Even the smallest of them was stouter than I was. He grabbed my arm, smirking, and pointed toward my lab instructor. “Robert, there, has your section for freshman physics lab. An F in there would finish you. Is that what you want?”
Robert piped up then, basically a wimpy geek but now emboldened by the others, “You didn’t get the picture, did you, when I wouldn’t let you check out materials and made you just watch the others do the experiments? It’s a waste of lab space to let a girl do the set-ups, and it takes learning time away from the boys. I really meant what I said.”

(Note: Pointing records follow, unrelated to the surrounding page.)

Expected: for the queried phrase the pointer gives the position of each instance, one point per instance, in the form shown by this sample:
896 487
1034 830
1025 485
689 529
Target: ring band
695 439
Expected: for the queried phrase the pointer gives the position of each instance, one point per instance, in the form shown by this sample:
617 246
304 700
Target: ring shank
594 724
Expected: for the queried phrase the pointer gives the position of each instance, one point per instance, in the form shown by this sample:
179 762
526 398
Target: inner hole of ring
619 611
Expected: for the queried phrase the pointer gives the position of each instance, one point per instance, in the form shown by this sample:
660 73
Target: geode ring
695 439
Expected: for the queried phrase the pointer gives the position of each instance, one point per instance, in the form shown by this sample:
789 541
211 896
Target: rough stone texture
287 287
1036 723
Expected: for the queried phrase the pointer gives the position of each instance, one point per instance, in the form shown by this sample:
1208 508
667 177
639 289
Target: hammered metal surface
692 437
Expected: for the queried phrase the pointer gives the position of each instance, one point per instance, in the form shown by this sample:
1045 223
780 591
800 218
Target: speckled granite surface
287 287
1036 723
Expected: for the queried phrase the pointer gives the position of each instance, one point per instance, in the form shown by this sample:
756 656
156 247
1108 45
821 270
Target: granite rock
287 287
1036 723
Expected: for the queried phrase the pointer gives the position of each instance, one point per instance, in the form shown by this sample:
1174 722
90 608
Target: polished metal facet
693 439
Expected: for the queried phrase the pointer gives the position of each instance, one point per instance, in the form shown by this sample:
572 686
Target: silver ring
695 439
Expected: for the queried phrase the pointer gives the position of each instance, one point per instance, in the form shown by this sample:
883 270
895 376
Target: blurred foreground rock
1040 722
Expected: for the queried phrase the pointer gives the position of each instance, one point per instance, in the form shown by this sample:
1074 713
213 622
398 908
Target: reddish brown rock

I assessed the dangerous possibilities of my situation and equivocated, “OK. I’ll give the key to Dr. Wilbourne but not to you. I‘ll do it. I promise. Now get out of my way. I’m going to start screaming if you don’t let me out of here.” They sneered and filed out then, heading down the hall. They called back demands to remember what they had said, yuck-yucking to each other as they went.
The next day after class, I returned the key to Dr. Wilbourne. I squirmed, full of shame, afraid to tell him what happened, and muttering that I just couldn’t spare time for extra lab work. My stomach dropped like a rock, like it does even now when I think about the time I had my very own Carnegie Institute research lab but was dumb enough to let five bullies take it away from me. I hate those assholes but not nearly so much as I hate myself for letting them do it to me.
I was part of the first tide of fearful but courageous young women who beat and broke bodies and brains against the irresistible flood wall of male science. Now women take it as a given that they are welcomed and often even appreciated. It’s tempting to hate them as well for giving no credit to those of us who made it possible for those who followed. I do resist that temptation and feel only pride and happiness in their achievements. That lovely confidence they claim as their natural right, makes me a retrospective winner in my own right. Sounds like resonance to me!